12
votes

I'm attempting to capture DynamoDB table changes using DynamoDB streams and the AWS provided Java DynamoDB streams Kinesis adapter. I'm working with the AWS Java SDKs in a Scala app.

I started by following the AWS guide and by going through the AWS published code example. However I'm having issues getting Amazon's own published code working in my environment.

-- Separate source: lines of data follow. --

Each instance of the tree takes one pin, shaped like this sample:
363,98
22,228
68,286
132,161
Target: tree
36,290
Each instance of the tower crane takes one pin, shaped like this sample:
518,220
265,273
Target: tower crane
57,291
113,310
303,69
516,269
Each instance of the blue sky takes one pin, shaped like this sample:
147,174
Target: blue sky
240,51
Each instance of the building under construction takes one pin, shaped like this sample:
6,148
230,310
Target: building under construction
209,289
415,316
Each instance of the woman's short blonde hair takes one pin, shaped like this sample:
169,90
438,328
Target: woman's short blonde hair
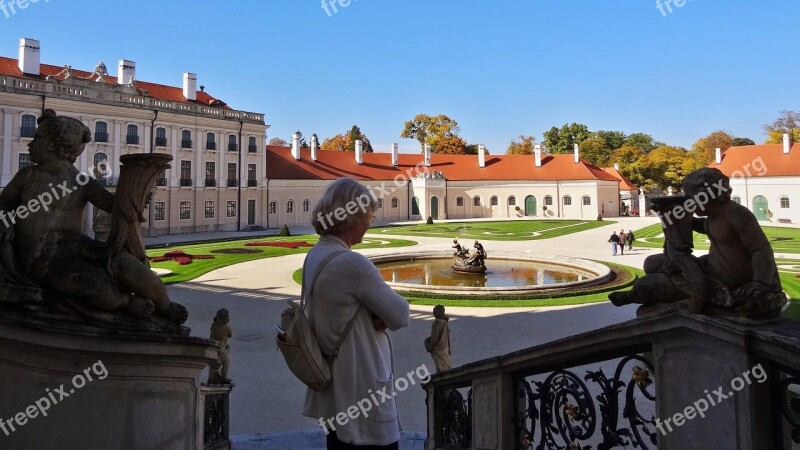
343,204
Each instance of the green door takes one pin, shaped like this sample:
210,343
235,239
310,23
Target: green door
435,208
760,208
530,205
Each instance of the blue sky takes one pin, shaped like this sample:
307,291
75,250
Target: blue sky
500,68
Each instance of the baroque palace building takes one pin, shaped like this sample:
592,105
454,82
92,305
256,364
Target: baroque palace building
217,176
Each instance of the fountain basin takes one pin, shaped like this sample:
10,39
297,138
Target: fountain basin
508,274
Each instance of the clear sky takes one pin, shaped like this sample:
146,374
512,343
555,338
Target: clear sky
499,67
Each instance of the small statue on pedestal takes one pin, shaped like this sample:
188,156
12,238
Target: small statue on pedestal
738,278
221,332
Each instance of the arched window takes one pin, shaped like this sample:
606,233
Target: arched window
132,135
186,139
28,128
100,131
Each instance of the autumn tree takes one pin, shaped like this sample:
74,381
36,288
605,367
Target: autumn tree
787,122
278,142
560,140
521,145
437,131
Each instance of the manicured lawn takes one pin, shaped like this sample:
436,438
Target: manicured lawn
783,240
199,267
516,230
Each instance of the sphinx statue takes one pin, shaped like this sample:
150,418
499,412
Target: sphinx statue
50,271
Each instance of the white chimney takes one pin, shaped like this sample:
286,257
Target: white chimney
314,145
359,151
427,155
787,143
296,145
29,56
126,71
190,86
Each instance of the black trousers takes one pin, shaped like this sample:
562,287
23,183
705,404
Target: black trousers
336,444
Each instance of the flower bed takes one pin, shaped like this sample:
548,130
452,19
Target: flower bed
287,244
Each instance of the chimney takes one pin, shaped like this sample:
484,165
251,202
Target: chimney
314,145
126,71
427,155
359,151
29,56
787,143
296,145
190,86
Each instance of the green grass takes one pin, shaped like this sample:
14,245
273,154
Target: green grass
516,230
599,294
199,267
783,240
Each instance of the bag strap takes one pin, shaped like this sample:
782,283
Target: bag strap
303,303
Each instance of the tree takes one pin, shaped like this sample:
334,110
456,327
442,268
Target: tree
278,142
431,130
560,140
787,122
704,150
644,142
521,145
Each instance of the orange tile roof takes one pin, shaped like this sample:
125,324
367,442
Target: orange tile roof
378,166
10,67
773,163
624,183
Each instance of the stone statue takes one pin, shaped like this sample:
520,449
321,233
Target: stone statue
221,332
438,344
49,270
737,279
463,262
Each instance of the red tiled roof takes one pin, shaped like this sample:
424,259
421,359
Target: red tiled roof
10,67
744,160
624,183
378,166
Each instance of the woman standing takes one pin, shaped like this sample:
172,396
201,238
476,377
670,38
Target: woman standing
349,287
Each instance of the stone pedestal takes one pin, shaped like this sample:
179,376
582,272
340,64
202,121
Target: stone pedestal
66,390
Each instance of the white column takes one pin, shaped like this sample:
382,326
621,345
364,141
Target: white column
8,151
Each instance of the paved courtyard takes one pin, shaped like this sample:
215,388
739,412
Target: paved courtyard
267,398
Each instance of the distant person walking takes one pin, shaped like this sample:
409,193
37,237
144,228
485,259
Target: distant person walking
614,240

My issue lies with the KinesisClientLibConfiguration object.

In the example code, KinesisClientLibConfiguration is configured with the stream ARN provided by DynamoDB.

new KinesisClientLibConfiguration("streams-adapter-demo",
    streamArn, 
    streamsCredentials, 
    "streams-demo-worker")

I followed a similar pattern in my Scala app by first locating the current ARN from my Dynamo table:

lazy val streamArn = dynamoClient.describeTable(config.tableName)
.getTable.getLatestStreamArn

And then creating the KinesisClientLibConfiguration with the provided ARN:

lazy val kinesisConfig :KinesisClientLibConfiguration =
new KinesisClientLibConfiguration(
  "testProcess",
  streamArn,
  defaultProviderChain,
  "testWorker"
).withMaxRecords(1000)
   .withRegionName("eu-west-1")
   .withMetricsLevel(MetricsLevel.NONE)
  .withIdleTimeBetweenReadsInMillis(500)
  .withInitialPositionInStream(InitialPositionInStream.TRIM_HORIZON)

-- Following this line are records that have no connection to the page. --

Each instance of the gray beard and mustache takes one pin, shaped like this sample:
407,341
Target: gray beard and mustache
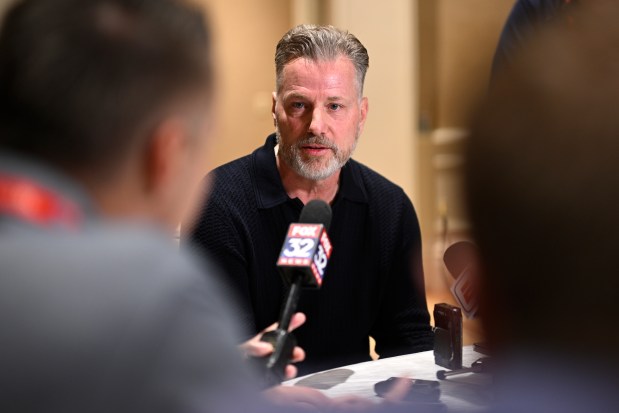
314,168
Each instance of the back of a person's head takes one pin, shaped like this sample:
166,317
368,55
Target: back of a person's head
543,189
82,81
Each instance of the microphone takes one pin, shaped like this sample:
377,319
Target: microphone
461,261
302,263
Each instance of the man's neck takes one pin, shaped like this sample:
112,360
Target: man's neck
306,189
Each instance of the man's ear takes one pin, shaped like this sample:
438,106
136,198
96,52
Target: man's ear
274,102
364,113
163,154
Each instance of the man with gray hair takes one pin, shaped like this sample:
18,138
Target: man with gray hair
374,281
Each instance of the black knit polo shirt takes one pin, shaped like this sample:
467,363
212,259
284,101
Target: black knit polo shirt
374,280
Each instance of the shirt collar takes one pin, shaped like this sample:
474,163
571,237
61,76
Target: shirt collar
270,191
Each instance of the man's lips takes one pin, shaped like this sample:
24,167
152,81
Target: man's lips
315,149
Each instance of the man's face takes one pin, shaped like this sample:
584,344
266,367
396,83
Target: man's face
319,116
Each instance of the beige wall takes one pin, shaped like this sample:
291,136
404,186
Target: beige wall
245,34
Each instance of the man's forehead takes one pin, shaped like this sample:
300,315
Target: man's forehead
334,74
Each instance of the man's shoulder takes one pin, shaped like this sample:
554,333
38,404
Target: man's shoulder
378,188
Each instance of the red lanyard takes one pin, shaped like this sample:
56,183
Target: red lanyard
31,202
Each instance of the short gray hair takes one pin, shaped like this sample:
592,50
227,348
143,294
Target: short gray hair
320,43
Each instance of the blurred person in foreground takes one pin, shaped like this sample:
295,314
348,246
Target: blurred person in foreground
543,195
374,280
104,115
526,19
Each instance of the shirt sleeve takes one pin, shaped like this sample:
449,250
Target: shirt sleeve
403,322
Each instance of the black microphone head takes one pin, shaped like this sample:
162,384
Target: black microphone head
316,211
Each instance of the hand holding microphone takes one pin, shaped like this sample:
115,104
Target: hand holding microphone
302,263
255,347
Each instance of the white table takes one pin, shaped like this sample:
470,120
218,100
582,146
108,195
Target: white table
468,392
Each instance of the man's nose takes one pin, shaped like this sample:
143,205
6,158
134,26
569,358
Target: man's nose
318,122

I've verified the provided stream ARN and everything matches what I see in the AWS console.

At runtime I end up getting an exception stating that the provided ARN is not a valid stream name:

com.amazonaws.services.kinesis.clientlibrary.lib.worker.ShardSyncTask call
SEVERE: Caught exception while sync'ing Kinesis shards and leases
com.amazonaws.services.kinesis.model.AmazonKinesisException: 1 validation     
error detected: Value 'arn:aws:dynamodb:eu-west-1:STREAM ARN' at 
'streamName'    failed to satisfy constraint: Member must satisfy regular 
expression pattern: [a-zA-Z0-9_.-]+ (Service: AmazonKinesis; Status Code: 
400; Error Code: ValidationException; Request ID: )

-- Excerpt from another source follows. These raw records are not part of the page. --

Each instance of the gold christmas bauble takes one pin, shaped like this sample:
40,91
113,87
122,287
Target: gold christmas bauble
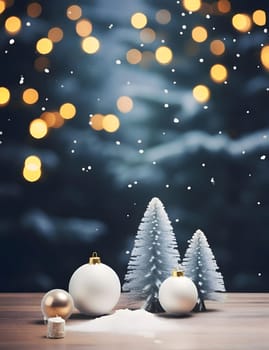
57,302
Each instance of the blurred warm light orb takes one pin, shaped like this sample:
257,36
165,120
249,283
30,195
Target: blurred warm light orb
133,56
201,93
125,104
96,122
259,17
13,25
90,45
74,12
218,73
192,5
163,55
147,35
38,128
199,34
32,163
31,175
4,96
2,6
84,27
111,123
242,22
44,46
265,56
139,20
55,34
34,10
217,47
163,16
30,96
67,110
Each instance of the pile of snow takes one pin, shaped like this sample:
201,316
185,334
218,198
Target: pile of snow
125,321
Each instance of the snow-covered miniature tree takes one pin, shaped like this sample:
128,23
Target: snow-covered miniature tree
154,256
200,265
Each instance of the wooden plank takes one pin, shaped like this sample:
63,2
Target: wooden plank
240,322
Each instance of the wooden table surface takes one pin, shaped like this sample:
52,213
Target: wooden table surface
240,322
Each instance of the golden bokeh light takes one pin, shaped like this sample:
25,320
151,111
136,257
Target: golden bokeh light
218,73
259,17
96,122
111,123
53,119
199,34
34,10
201,93
217,47
38,128
67,110
224,6
265,56
30,96
32,162
192,5
4,96
242,22
41,63
163,16
44,46
133,56
2,6
84,27
31,175
163,55
147,35
90,45
13,25
74,12
125,104
139,20
55,34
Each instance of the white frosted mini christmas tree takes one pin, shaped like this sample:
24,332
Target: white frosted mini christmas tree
200,265
154,256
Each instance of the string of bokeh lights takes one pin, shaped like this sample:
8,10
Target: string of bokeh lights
39,127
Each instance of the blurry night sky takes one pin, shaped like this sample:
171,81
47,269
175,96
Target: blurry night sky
106,104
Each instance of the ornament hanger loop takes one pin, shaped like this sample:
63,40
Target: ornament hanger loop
94,259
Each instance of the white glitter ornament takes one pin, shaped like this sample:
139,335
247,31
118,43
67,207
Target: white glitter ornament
95,287
178,294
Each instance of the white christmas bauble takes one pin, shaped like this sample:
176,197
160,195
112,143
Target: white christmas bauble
178,294
95,288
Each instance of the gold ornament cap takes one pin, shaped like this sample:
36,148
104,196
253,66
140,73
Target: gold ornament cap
94,259
177,273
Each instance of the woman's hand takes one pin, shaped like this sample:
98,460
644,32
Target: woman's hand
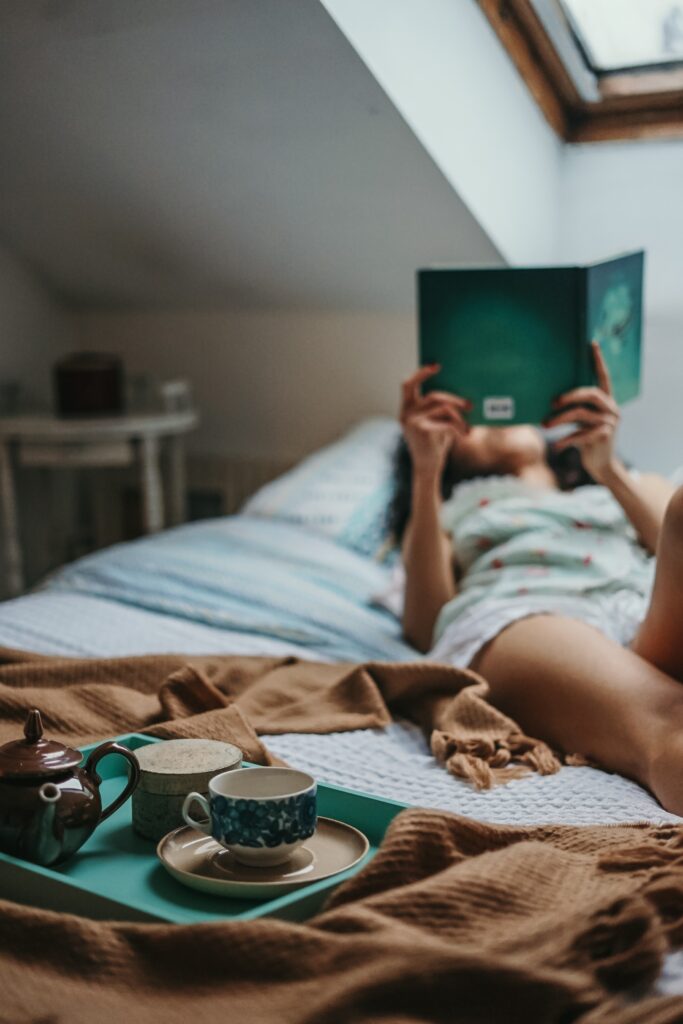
597,416
432,423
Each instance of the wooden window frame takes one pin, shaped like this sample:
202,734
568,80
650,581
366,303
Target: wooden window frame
631,104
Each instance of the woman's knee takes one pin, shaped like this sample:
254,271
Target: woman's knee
673,519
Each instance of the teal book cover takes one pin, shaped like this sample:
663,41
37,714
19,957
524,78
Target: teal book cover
512,339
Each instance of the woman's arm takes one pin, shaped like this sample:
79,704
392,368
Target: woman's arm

Looking at the documentation provided on KinesisClientLibConfiguration this does make sense as the second parameter is listed as the streamName without any mention of an ARN.

I can't seem to find anything on KinesisClientLibConfiguration that is related to an ARN. Since I'm working with a DynamoDB stream and not a Kinesis stream I'm also unsure how to find my stream name.

At this point I'm unsure what I'm missing from the published AWS example, it seems like they may be using a much older version of the KCL. I'm using version 1.7.0 of amazon-kinesis-client.

4

4 Answers

4
votes

The issue actually ended up being outside of my KinesisClientLibConfiguration.

I was able to get around this issue by using the same configuration and by providing both the stream adapter included with the DynamoDB stream adapter library and clients for both DynamoDB and CloudWatch.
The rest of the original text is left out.